Sebagai pemilik, masyarakat kita ternyata cenderung menempatkan karawitan sebagai sesuatu yang eksklusif. Sudah bukan hal yang langka apabila hampir semua bangunan Joglo dilengkapi dengan seperangkat gamelan yang tertata apik di salah satu sudutnya. Pemiliknya cukup puas dengan keberadaan gamelan itu tanpa harus di-tabuh. Jikapun ada yang hendak mencoba nabuh, belum tentu diiziNkan. Ada beribu alasan untuk menjadikan gamelan layaknya benda keramat bertuah, sehingga tidak sembarang tangan boleh menyentuh. Bilapun mendapat izin, si pemilik akan lebih dulu menyampaikan peringatan-peringatan “menakutkan” dengan suara ketus dan sorot mata yang tajam. Hal itu juga yang sering dilakukan oleh mayoritas guru karawitan. Celakanya, ini tetap berlaku untuk anak-anak kita sendiri yang tidak lain adalah calon pewaris budaya. Tidakkah kasus tersebut cukup sebagai jawaban atas fenomena keengganaN dan ketakutan masyarakat untuk belajar karawitan?

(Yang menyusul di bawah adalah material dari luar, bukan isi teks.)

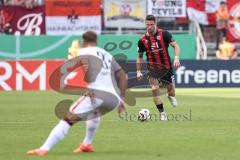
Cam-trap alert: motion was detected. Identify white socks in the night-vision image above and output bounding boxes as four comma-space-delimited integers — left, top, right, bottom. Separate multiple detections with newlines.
40, 117, 100, 151
40, 120, 71, 150
83, 117, 100, 144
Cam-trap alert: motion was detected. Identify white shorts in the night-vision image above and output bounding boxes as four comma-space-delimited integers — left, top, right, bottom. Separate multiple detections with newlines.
69, 91, 119, 120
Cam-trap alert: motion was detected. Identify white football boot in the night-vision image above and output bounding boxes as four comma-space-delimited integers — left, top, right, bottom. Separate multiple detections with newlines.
168, 95, 177, 107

Pendidikan formal seni karawitan sangat mengutamakan usaha agar menghasilkan lulusan yang berkualitas pada aspek skill. Terbukti bahwa untuk menemukan sarjana seni yang terampil memainkan semua alat musik bukanlah hal yang sulit. Namun, tampaknya untuk menemukan sarjana seni yang mampu men-transfer ilmunya kepada orang lain adalah perkara yang sukar. Jangankan mengajarkan kepada orang lain, untuk memahami sendiri, ketika masih sekolah, mereka sangat kesulItan. Ini adalah kasus kurikulum.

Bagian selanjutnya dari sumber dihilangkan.